Several women have been refused entry into screenings at the event for wearing flat shoes instead of the obligatory high heels. Indeed such is the strength of dress code tradition at Cannes that even (male) photographers are required to wear full evening apparel as they scrum down for pictures of the stars on the fabled red carpet.
At the start of the week, this started out as a mild story about sexism and whether telling a woman how to dress was appropriate, not least at an industry event attended by highly creative and somewhat exotic people. Turning away Ms Richter, who has a partially amputated foot and cannot physically walk in high heels has turned it into something more significant with organisations such as the British Polio Fellowship accusing the organisers of discrimination.

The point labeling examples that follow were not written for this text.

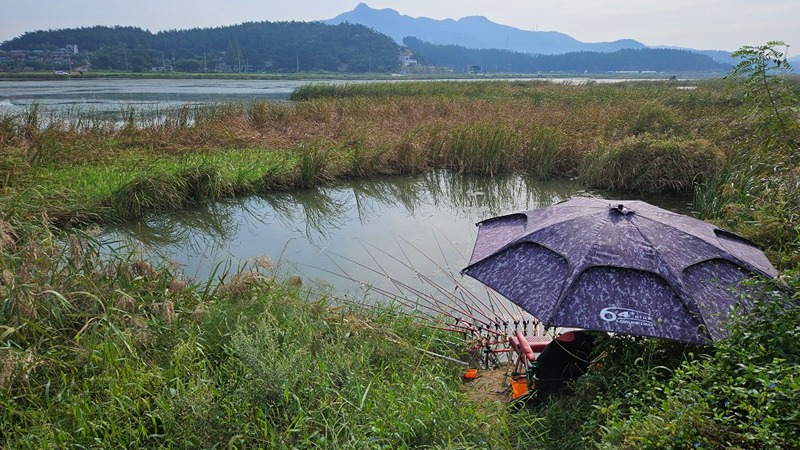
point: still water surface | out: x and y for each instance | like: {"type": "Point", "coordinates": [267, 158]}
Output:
{"type": "Point", "coordinates": [108, 95]}
{"type": "Point", "coordinates": [415, 230]}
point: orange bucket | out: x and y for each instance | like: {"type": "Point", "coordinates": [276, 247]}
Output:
{"type": "Point", "coordinates": [519, 386]}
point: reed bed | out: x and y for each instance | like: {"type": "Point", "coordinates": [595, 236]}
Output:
{"type": "Point", "coordinates": [368, 129]}
{"type": "Point", "coordinates": [114, 352]}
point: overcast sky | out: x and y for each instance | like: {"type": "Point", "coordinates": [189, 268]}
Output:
{"type": "Point", "coordinates": [698, 24]}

Life is lived in small moments. Certainly, for disabled people, small victories mean a lot and are noted when we achieve something important to us that nobody else would especially care about: tying a shoelace or being able to open a jar unaided – similarly, the darker side of what we’ll call ‘experience’, is often also made up of ‘small’ disappointments. Perhaps, sometimes, we need to take the ‘Kipling view’ and “treat those two impostors just the same”.
I often think that our time on the Earth revolves around chance, coincidence and luck. I’m not a fatalist and so I don’t believe that we are here specifically to experience a set schedule of situations or meet certain people along the way but it does seem sometimes that those small moments have a definite impact on our future. What if the last ‘yes’ you heard had been a ‘no’? How would that have changed your day, week, year, life? It’s impossible to know.

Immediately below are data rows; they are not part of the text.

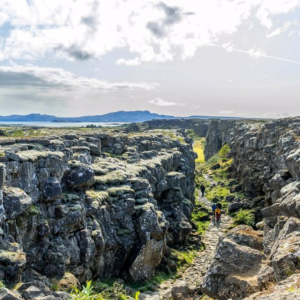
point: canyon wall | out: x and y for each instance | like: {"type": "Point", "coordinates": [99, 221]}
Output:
{"type": "Point", "coordinates": [93, 205]}
{"type": "Point", "coordinates": [262, 264]}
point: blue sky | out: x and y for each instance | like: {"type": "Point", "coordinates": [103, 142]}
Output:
{"type": "Point", "coordinates": [87, 57]}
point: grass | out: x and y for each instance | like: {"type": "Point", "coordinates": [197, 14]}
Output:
{"type": "Point", "coordinates": [244, 216]}
{"type": "Point", "coordinates": [22, 133]}
{"type": "Point", "coordinates": [182, 259]}
{"type": "Point", "coordinates": [200, 218]}
{"type": "Point", "coordinates": [198, 147]}
{"type": "Point", "coordinates": [101, 290]}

Did Ms Richter realise when she put on her ‘flatties’ that she’d be helping to push polio and disability rights up the agenda at no lesser place than the Cannes Film Festival? I doubt it.
Similarly, did the doorman, who, sticking to the rules he’d been asked to rigidly police, realise that his actions wouldn’t be helping Cannes retain its chic reputation but instead be damaging it’s international credibility as a place where free, creative people meet to celebrate. Cannes, after all, is in France, a country defiantly proud of its right to free speech and the like.

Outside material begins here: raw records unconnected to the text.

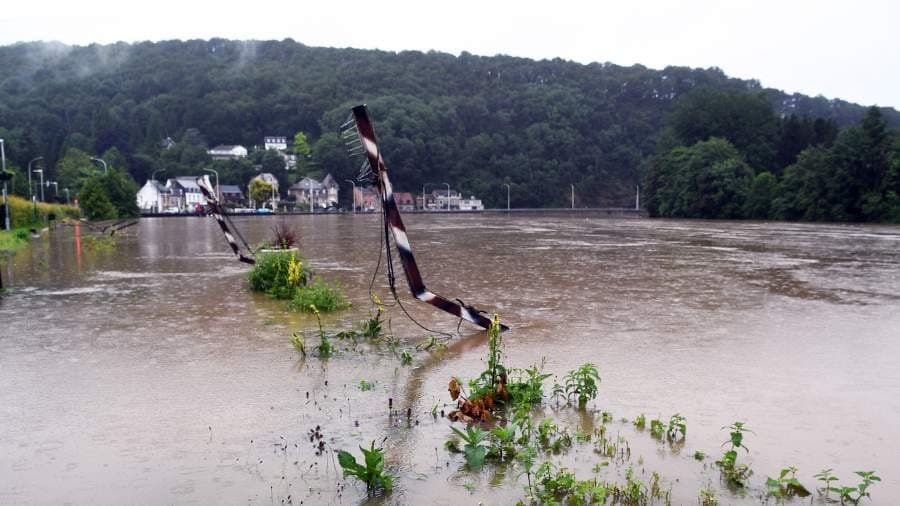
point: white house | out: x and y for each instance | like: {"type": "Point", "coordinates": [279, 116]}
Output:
{"type": "Point", "coordinates": [187, 187]}
{"type": "Point", "coordinates": [152, 197]}
{"type": "Point", "coordinates": [322, 195]}
{"type": "Point", "coordinates": [227, 152]}
{"type": "Point", "coordinates": [269, 179]}
{"type": "Point", "coordinates": [276, 143]}
{"type": "Point", "coordinates": [471, 204]}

One of the things that this small moment highlights is that, although such a case would be unlikely to occur in the UK, ignorance about disability remains, even in other developed countries, such as France. It isn’t though, quite fair to say that France or indeed, the Cannes Film Festival, is discriminatory against disabled people because of the actions of one poorly briefed doorman.
As in many small moments, it depends on ‘who you get on the day’. Another doorman might have acted differently and allowed Ms Richter in – and what a shame that would have been. We would then not have had the fuss surrounding her rejection and a moment of visibility and awareness about disability issues on a large stage would have been lost.